Te recuerdo que ha sido la palabra más fea que te he oído utilizar en los últimos tiempos.
Enséñamela, anda.
—Ten. —Ella alarga la mano para darle la invitación, con una aparente displicencia,
como diciendo: «Esta vez te has pasado de listo y te he cazado...»
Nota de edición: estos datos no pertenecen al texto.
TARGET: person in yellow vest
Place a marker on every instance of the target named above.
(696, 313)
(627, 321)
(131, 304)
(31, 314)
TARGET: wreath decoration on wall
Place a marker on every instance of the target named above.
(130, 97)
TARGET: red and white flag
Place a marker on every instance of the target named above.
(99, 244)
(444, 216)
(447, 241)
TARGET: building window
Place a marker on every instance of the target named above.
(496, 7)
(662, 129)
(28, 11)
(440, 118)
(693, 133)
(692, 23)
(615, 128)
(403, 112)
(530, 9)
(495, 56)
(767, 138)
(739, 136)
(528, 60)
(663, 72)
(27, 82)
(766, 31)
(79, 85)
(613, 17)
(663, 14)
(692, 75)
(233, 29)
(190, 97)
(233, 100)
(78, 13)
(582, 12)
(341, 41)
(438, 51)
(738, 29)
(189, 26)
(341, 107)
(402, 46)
—¿Y qué es lo que encuentras anómalo o especial en esta invitación? A la izquierda:
Fulano de Tal y Mengana de Cual, los padres de la novia, y a la derecha, también arriba:
Perico de los Palotes y Zutana del Pirulí, los padres del novio, tienen el gusto de
participarle el enlace de sus hijos Teresa y Joaquín y de invitarle a la ceremonia que se
celebrará el día X de X de 2007 y a la cena que tendrá lugar a continuación en los
salones del Hotel Ritz de Madrid.
S.R.C. ¿Es que no todas las invitaciones de boda son así?
—¡En absoluto, querido! ¡Qué va! Se nota que no te enteras. Es que ésta es muy
tradicional, lo que a ti te va, lo que te gusta. Pero existen otros mil modelos considerados
más progresistas: desde las que dibujan a mano dos palomitas con unos aros entrelazados
en el pico y te sueltan una declaración de principios: «Queremos que te enteres de que
nosotros dos, como nos queremos tanto, vamos a juntar ante Dios nuestras vidas para
que Él tenga a bien bendecirlas y desearíamos, por tanto, contar con tu presencia, pues
sabemos que nada que a nosotros nos concierna puede ser para ti indiferente...»
—¡Qué cursi eres, mujer! ¿Cómo va a haber alguien normal que te haga llegar ese
tipo de misiva a tu casa?
—Yo no te he dicho si son normales o no. Lo que te aseguro es que, todos aquellos
que se las dan de modernos, envían encantados cosas de ese tipo. Pero aún no me has
dicho lo más importante. ¿Quiénes son los que nos invitan? —pregunta María,
impaciente.
—Buena pregunta, sí señora. Y es que me ha sorprendido muchísimo...
—¡Qué misterioso eres, Carlos! Dilo de una vez. ¿Quiénes son?
—Es rarísimo. Se trata de la boda de la hija de un compañero mío de colegio. He
tardado un tiempo en darme cuenta. ¡Como es algo tan inesperado!
—Pero... ¿cómo va a ser del colegio? Será de la universidad, digo yo. O ¿es que has
visto a ese compañero tuyo hace poco en algún sitio?
—Ni le he visto ni le veo desde que dejamos ambos los jesuitas. ¡Qué raro! —
comenta Carlos muy, muy sorprendido.